The first two measurements, and arguably the two “core” measurements, in geometry are distance and rotation. I’ve argued previously that rotation operates on a zero-powered unit; distance is a one-powered unit, while area and volume are two- and three-powered, respectively.
Addition is combining distances. We’re either moving closer to or farther from some arbitrary origin. Rotation is a sidebar: When dealing with complex numbers, we add the real part and we add the imaginary part, and let the rotation be what it may be.
Multiplication is conceptually more difficult: We’re still moving with relation to the origin. We move closer by multiplying by a number less than one; we move farther away by multiplying by a number more than one. With addition, we’re moving an absolute amount: 4 + 3 and 7 + 3 move us the same amount away from the origin. With multiplication, we’re moving by a scale: 4 * 3 involves less a movement than 7 * 3 does, but in both cases we’re moving by a factor of 3. There are times when we want to move an absolute amount; there are times when we want our movement to be based on a scale factor. These are different, equally important concepts.
On the one hand, it feels like the analogue to multiplication within geometry is area. And for some purposes, this is true. It’s certainly the easiest way to model multiplication of non-integers. Multiplication of integers is usually first taught as repeated addition (much to Keith Devlin’s chagrin). This model doesn’t work so well with, say, 4.5 * 3.2. What on Earth is 3.2 piles?
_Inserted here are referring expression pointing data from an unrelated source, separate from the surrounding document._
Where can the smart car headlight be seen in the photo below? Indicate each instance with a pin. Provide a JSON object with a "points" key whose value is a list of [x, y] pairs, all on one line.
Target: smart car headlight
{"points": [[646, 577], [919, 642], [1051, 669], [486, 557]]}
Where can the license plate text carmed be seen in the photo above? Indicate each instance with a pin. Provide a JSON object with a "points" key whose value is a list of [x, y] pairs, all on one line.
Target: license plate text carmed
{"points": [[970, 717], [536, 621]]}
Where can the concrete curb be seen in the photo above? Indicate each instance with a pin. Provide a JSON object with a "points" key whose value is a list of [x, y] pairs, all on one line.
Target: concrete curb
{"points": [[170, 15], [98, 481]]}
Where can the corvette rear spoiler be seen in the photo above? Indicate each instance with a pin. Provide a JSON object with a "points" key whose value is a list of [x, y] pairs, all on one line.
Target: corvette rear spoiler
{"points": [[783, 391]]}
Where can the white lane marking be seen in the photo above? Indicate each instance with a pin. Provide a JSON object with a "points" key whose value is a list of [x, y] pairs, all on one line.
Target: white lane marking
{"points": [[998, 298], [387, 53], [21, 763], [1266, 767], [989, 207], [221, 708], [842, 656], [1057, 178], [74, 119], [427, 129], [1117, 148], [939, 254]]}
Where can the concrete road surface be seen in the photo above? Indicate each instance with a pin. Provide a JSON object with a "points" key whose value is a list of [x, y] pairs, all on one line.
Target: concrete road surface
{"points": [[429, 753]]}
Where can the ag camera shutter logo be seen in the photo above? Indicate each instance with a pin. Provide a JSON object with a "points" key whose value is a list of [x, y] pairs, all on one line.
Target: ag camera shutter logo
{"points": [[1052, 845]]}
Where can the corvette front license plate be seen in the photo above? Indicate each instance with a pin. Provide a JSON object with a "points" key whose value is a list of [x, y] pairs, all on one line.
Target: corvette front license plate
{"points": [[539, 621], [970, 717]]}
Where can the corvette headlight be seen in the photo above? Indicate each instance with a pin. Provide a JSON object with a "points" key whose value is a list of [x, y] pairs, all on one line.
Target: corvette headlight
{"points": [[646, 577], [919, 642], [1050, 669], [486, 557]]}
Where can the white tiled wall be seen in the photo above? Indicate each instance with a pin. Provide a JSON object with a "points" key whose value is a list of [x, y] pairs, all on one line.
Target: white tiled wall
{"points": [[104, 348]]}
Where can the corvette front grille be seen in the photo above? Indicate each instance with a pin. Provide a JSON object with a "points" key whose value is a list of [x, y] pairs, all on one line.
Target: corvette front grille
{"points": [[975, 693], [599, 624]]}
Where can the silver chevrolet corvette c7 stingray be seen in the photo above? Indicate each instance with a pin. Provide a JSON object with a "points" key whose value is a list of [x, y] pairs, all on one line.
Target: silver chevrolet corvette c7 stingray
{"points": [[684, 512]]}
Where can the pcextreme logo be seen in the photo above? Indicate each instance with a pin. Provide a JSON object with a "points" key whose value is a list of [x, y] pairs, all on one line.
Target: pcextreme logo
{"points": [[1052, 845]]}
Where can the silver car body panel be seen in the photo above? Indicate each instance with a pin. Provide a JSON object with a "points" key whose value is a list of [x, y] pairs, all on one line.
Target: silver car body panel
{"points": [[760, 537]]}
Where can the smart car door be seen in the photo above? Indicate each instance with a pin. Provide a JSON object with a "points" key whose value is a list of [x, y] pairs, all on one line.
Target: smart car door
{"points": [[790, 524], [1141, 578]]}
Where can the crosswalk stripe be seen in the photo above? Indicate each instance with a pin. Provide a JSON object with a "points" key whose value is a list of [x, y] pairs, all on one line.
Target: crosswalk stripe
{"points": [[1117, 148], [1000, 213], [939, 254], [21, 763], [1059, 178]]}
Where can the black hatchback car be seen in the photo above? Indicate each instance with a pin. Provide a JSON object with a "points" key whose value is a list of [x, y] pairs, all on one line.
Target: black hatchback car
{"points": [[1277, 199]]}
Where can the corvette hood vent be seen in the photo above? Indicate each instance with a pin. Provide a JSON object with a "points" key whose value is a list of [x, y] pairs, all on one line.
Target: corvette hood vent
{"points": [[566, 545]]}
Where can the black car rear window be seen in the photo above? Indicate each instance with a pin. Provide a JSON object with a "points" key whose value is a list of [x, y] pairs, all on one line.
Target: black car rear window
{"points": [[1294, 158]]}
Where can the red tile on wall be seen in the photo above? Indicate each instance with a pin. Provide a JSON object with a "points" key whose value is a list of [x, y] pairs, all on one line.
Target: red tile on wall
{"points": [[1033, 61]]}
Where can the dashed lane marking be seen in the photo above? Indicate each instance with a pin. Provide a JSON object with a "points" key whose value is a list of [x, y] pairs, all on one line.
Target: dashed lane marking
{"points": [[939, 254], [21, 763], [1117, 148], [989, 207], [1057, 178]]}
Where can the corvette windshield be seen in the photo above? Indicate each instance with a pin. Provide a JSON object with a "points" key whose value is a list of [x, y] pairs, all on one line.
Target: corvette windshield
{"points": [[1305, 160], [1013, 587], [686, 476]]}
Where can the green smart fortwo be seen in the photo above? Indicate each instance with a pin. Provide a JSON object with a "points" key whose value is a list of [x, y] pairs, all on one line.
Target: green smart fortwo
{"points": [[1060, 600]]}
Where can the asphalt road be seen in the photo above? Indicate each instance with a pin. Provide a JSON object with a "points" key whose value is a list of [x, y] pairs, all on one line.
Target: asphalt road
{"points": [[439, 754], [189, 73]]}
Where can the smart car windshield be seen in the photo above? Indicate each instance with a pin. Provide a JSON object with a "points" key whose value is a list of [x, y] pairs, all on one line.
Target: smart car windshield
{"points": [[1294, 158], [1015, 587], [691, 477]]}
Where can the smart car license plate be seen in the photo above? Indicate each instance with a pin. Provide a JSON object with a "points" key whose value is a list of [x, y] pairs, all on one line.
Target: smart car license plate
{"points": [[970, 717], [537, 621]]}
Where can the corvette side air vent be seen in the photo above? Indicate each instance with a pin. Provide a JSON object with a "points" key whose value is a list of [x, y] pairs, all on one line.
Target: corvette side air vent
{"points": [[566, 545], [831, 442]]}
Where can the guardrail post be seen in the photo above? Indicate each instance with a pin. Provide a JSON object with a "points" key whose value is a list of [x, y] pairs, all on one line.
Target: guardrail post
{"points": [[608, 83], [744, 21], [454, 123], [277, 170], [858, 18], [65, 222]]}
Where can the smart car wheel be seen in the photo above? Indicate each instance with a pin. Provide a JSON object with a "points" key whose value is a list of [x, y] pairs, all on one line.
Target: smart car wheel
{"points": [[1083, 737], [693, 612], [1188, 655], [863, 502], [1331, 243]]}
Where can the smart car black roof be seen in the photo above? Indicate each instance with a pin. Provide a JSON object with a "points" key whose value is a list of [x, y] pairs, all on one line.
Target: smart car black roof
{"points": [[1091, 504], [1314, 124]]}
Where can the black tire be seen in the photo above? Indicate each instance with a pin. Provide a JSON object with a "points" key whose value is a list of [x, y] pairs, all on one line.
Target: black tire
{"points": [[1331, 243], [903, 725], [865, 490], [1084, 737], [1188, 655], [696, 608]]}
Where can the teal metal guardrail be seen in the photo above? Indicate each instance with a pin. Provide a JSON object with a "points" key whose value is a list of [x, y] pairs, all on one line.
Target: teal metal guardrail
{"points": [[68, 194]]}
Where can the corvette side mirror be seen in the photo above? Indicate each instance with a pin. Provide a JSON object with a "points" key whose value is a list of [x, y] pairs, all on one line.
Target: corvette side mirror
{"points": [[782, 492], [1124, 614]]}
Modeling multiplication with area works well enough to explain the concept: 4.5 * 3.2 is the area of a rectangle with a length of 4.5 and a height of 3.2. We can have students draw a rectangle, see that there’s a strip that sits outside the 4×3 rectangle that can be calculated to have an area of 2.4, and there you go.
Okay, so what’s 5.2 * -1.2? How do we have a rectangle that has a side length of -1.2?
And how about 5.2 * 6.1 * -3.1 * -1.2? Is it the hypervolume of a rectangular hyperprism with two negative side lengths? Visualize that.
Instead, if we can visualize 5.2 * 6.1 * -3.1 * -1.2 as the repeated scaling of 5.2 by factors of 6.1, 3.1, and 1.2, rotated twice around the origin (for one full rotation)… that’s much harder to get to, certainly, but for the student that gets there, that’s what multiplication really is, as an abstract mathematical concept: Scaling and rotating.
I cannot stress enough that I’m not recommending that this complex number model be used for beginning students. But, at the same time, when do we admit that the models we use are models, not the actual concept? Historically, perhaps, multiplication was repeated addition. I have also seen it argued that multiplication was actually originally used to calculate area, and it was later noticed that multiplication and repeated addition happened to yield the same results.
Either way, though, neither model works for how we use multiplication. Multiplication is scaling; addition is fixed movement.
Looking at it from that perspective, informed by the complex number explanation but simplifying it: Multiplication by a negative number results in a scaling of the same degree as multiplying by a positive, but it flips over the origin. If we multiply by five, we make our original length five times as long; if we multiply by negative five, we still make our original length five times as long, but we reflect it over the origin. Hence, multiplying a negative by a positive results in a negative (either because the original was already negative, and just gets stretched, or because the original positive was flipped); multiplying two negatives results in a positive.
I started with some mathematics that would be at the edge or beyond for the typical high school senior. I’ll end with something more basic, as a summation: Addition and multiplication are inherently different operations that happen to produce compatible results when integers are involved. Addition involves movement towards or away from the origin in a fixed amount. Multiplication involves scaling a value by a factor. On the complex plane, this difference produces an interesting result: The two operations are different enough that the ideal representation for adding complex numbers is different than the ideal representation for multiplying them.